Et Pierre s’adressant à eux : Repentez-vous, et que chacun de vous soit baptisé au nom de Jésus-Christ, pour la rémission de vos péchés ; et vous recevrez le don du Saint-Esprit.

Nous voyons par ceci, que ceux qui interrogent la bouche du Seigneur, ne s’en retournent jamais vides, et ceux qui se présentent à lui pour être enseignés et gouvernés de lui, ne sont jamais frustrés de leur attente. Car cette promesse : Frappez à la porte, et elle vous sera ouverte (Matthieu 7.7) ne nous peut tromper. Quiconque donc sera vraiment disposé pour apprendre, il sentira que le Seigneur ne frustrera point son saint désir.

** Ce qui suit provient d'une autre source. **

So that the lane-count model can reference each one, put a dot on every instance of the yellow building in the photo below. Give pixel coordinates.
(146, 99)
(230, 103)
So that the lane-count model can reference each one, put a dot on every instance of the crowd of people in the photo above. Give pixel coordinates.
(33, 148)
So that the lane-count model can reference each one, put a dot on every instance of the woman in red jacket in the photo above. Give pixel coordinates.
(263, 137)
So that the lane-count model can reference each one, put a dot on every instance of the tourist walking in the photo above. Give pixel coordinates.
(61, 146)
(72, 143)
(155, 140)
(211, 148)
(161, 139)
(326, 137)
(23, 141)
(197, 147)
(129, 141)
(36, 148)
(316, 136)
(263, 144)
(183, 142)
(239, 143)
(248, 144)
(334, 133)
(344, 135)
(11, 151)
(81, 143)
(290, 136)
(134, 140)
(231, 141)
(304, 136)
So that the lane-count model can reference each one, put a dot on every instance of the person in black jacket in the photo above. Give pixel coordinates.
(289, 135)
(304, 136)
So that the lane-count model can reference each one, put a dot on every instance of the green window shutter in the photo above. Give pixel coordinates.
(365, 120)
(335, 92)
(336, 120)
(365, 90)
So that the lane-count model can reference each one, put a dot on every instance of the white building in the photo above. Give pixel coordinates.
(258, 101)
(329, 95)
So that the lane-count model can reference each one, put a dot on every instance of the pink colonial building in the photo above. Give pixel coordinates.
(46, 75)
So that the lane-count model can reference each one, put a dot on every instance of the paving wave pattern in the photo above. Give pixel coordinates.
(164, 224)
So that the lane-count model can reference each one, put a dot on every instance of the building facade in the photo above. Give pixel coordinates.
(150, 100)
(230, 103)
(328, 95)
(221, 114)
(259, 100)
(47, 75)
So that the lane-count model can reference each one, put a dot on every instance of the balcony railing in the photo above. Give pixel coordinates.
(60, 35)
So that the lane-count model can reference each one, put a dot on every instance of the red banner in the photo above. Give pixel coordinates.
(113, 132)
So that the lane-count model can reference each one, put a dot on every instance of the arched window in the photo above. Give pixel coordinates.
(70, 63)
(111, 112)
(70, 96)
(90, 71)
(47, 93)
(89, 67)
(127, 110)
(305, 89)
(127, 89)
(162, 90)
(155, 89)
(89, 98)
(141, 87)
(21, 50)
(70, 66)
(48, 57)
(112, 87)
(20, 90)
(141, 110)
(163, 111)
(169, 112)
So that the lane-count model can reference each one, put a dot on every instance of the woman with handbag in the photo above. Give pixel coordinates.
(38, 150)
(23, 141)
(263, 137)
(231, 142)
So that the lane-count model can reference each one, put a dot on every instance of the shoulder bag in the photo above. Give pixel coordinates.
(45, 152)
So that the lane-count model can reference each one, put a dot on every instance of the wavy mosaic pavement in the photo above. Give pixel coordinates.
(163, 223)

Car c’est vraiment un bon maître et très fidèle, moyennant qu’il rencontre des disciples obéissants, dociles et studieux. Par quoi il ne faut point que nous craignions qu’il nous laisse dépourvus de bon conseil, pourvu seulement que nous nous rendions attentifs à l’écouter, et ne refusions point d’embrasser et recevoir tout ce qu’il aura commandé. Au reste, notons aussi qu’il nous faut laisser gouverner par le conseil et autorité de ceux, lesquels Dieu aura ordonnés pour nous enseigner. Car l’obéissance tant prompte que ceux-ci ont si tôt rendue aux Apôtres, pour se ranger et laisser gouverner par eux, est procédée d’ici, à savoir, qu’ils sont persuadés que les Apôtres leur sont envoyés de Dieu, pour leur manifester la voie du salut.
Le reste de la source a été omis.